Im Mai 1983 fuhr der letzte Zug vom Reutlinger Hauptbahnhof nach Honau: Das Bild zeigt die Kreuzung der Bahntrasse mit dem Panor
Im Mai 1983 fuhr der letzte Zug vom Reutlinger Hauptbahnhof nach Honau: Das Bild zeigt die Kreuzung der Bahntrasse mit dem Panoramaweg in Reutlingen. (Archivbild) Foto: Wolfgang Geisel
Im Mai 1983 fuhr der letzte Zug vom Reutlinger Hauptbahnhof nach Honau: Das Bild zeigt die Kreuzung der Bahntrasse mit dem Panoramaweg in Reutlingen. (Archivbild)
Foto: Wolfgang Geisel

REUTLINGEN. Was bedeutet das Ergebnis der Landesstudie zur Reaktivierung alter Bahnstrecken für die Führung der Regional-Stadtbahn Neckar-Alb (RSB) durch die Reutlinger Innenstadt? Die Frage steht im Raum, seit Verkehrsminister Winfried Hermann die Studie Anfang des Monats vorgestellt hat (der GEA berichtete). Die »Potenzialanalyse zur Reaktivierung von Schienenstrecken in Baden-Württemberg« hat die Strecke Reutlingen-Engstingen (Echaztalbahn) als Spitzenreiter ausgemacht, was die Frequentierung betrifft (siehe Infokasten).

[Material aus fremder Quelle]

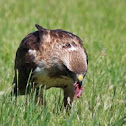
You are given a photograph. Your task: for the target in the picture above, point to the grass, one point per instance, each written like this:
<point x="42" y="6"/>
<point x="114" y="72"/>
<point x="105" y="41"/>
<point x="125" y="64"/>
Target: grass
<point x="101" y="25"/>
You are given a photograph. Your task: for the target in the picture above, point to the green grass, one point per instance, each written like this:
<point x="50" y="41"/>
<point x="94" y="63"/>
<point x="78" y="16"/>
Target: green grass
<point x="101" y="24"/>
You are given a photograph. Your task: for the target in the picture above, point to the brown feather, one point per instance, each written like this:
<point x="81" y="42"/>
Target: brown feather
<point x="56" y="57"/>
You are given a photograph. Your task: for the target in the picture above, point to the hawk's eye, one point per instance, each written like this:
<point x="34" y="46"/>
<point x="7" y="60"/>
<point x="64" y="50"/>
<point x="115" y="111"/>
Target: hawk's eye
<point x="67" y="45"/>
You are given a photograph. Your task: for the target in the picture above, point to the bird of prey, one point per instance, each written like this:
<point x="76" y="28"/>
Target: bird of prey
<point x="50" y="58"/>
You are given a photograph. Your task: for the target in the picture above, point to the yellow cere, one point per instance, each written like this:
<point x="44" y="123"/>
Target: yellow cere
<point x="80" y="77"/>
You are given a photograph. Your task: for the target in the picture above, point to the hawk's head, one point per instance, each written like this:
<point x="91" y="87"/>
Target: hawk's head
<point x="61" y="48"/>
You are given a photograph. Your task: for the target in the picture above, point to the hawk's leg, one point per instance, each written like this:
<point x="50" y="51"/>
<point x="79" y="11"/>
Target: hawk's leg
<point x="39" y="98"/>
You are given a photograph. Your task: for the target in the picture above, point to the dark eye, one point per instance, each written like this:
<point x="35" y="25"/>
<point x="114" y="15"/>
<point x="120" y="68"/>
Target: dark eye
<point x="67" y="45"/>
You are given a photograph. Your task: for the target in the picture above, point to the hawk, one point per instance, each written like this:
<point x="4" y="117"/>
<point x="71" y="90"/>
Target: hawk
<point x="50" y="58"/>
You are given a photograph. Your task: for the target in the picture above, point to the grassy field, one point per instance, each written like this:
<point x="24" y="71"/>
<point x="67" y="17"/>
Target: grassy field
<point x="101" y="24"/>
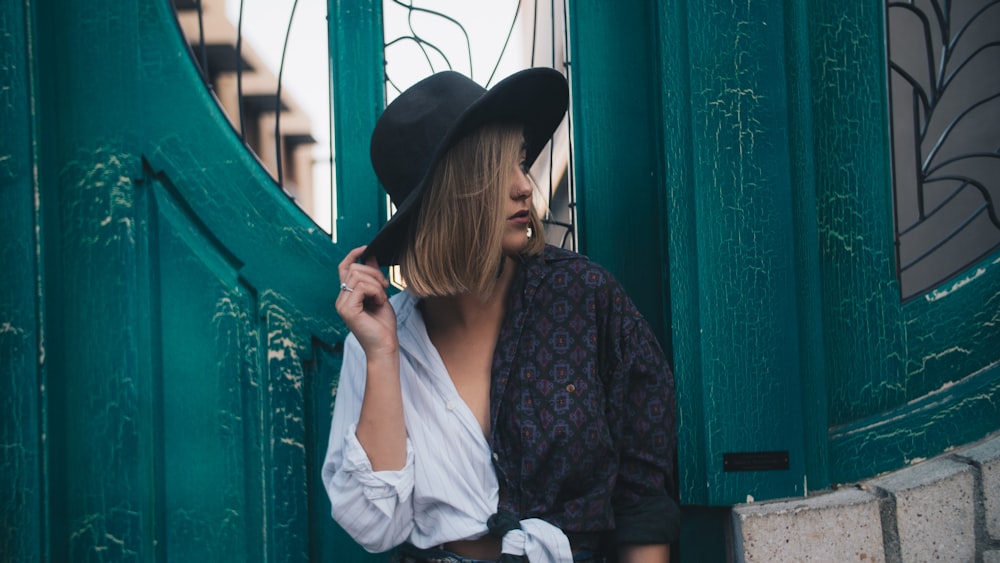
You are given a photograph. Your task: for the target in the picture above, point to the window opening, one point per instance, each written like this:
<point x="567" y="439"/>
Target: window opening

Damit rückt in der Reutlinger Innenstadt das vorhandene Stück Honauer Bahntrasse, das die hiesigen Stadtbahn-Planer eigentlich schon aussortiert haben, wieder in den Fokus. Favorit war lange die Gartenstraße. Mittlerweile wird von der Verwaltung mit mehrheitlicher Unterstützung des Gemeinderats die Lederstraße als Vorzugsvariante gehandelt, um die Bahn dereinst durch die Stadt zu leiten.

Das Förderversprechen für die Reaktivierungsvorhaben klingt zunächst unwiderstehlich. Bund und Land trügen die Baukosten bis zu 96 Prozent. Zudem will das Land auf nachfragestarken Strecken den Betrieb gemäß Landesstandard zahlen (mindestens Stundentakt, bei hoher Nachfrage mehr). Der Minister macht Dampf und spielt den Ball ins Feld der Kommunen: Die Vergabe der Mittel erfolge in zeitlicher Reihenfolge der Inbetriebnahme – sofern ausreichend Geld vorhanden ist.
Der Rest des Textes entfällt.